Dopo la fase più aspra dello scontro, entrambi i candidati hanno però provato a ricondurre il dibattito su toni più distesi. Bartalini ha sottolineato come “gli avversari del PD non siano dentro il PD ma nelle destre che governano il Paese e amministrano Siena”, mentre Bassi ha ribadito che le divisioni non cancellano l’appartenenza comune allo stesso partito.

In questo quadro si inserisce anche il nuovo intervento di Bartalini, che prova a ricollocare il senso del congresso su una dimensione più ampia. Il candidato alla segreteria parla di un confronto fisiologico in un partito non “monolitico” e rivendica la differenza tra unità politica e unanimità. Al tempo stesso richiama la necessità di non perdere di vista ciò che accade fuori dal PD, citando le principali crisi industriali e sociali che interessano il territorio.
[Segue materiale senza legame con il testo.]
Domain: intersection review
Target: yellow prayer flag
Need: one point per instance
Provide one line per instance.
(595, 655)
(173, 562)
Tra i riferimenti, i casi di Electrolux, ex Beko e la vertenza legata a Acqua & Sapone, indicati come esempi di una fase economica e sociale delicata su cui il partito dovrebbe concentrare maggiormente l’attenzione.

Il risultato è un congresso che, almeno nelle sue prime battute, appare diviso tra due livelli: da un lato il confronto interno tra mozioni e equilibri organizzativi; dall’altro il tentativo di riportare la discussione sulle priorità del territorio.

Una dinamica che rischia di lasciare in secondo piano il dato politico più evidente finora: una partecipazione ridotta, che interroga la capacità del partito di riattivare davvero il coinvolgimento della propria base. E che, forse più delle percentuali tra i candidati, rappresenta la vera sfida di questo congresso. Già, perché proprio gli iscritti potrebbero essersi stufati di congressi dai toni da campagna elettorale e pretendere congressi di discussione vera.